Come ti dicevo frequentavo Filosofia alla Statale di Milano, sono stato allievo di Enzo Paci e Cesare Musatti, per questo ero considerato un po’ il teorico del gruppo ma anche Davide Boriani lo era, anzi ciascuno di noi lo era. Frequentavo i corsi di Achille Funi all’Accademia di Brera è li che ci conoscemmo. Tutto nacque dalla prima mostra alla galleria Pater: opere ancora con un marcato carattere informale, e inaspettatamente vendiamo tutto. Pater, tutto speranzoso, ci propone per l’anno successivo un ciclo di quattro mostre personali. E noi, invece che consolidare commercialmente la nostra affermata produzione informale, ci presentiamo con il manifesto del gruppo T (Miriorama 1) e successivamente con le quattro Miriorama personali. Con una massiccia produzione di “improbabili” opere in movimento, fatte con i liquidi, le limature di ferro, gli spilli infissi nella gomma ecc.
Non certo l’ideale per il mercato di allora.
Gruppo T come tempo?
Sì tempo. Per noi l’arte doveva rispecchiare la realtà, ma non intesa come il riprodurre, il raffigurare la realtà, ma in quello di rispecchiare nelle opere gli stessi meccanismi della realtà. La tematica della casualità nel tempo è il fulcro centrale del nostro operare. Noi proseguivamo molto il progetto dei futuristi e dei cubisti: le teorie di Bergson con l’Evolution crèatrice. Se ben ricordi i futuristi affermavano di mettere lo spettatore al centro del quadro, ebbene noi, con gli ambienti, mettevano veramente lo spettatore al centro dell’opera, coinvolgendo interattivamente il pubblico. Per noi la parola chiave era – il tempo realmente percepito -. Il mio quadro Clessidra, opera presentata a Miriorama 5, ne è un esempio.

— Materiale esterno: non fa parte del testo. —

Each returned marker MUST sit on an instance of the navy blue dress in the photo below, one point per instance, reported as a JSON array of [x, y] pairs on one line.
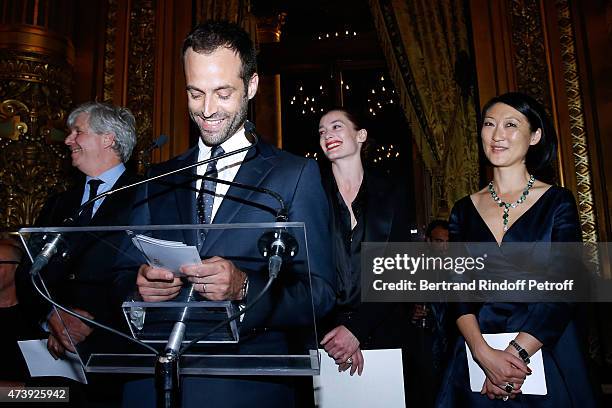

Come reagì il collezionismo?
Il collezionismo non ci considerava minimamente. L’unico che era sempre disponibile ad acquistare le nostre opere era Lucio Fontana: per ogni mostra personale Miriorama comprò un’opera.
C’è un aneddoto secondo me molto divertente che riguarda Miriorama 5, la mia personale: Fontana comprò una mia opera delle serie Tavole di possibilità liquide… anni dopo Teresita (moglie di Lucio Fontana) mi fermò e mi disse: – Anceschi il tuo quadro ha fatto “pipì”-: per intenderci la colla con il tempo si era seccata e il liquido colorato era colato sulla parete. Erano opere difficili per i tempi, anche oggi lo sono ma molto meno. Sono “macchinette” e possono comunque rompersi.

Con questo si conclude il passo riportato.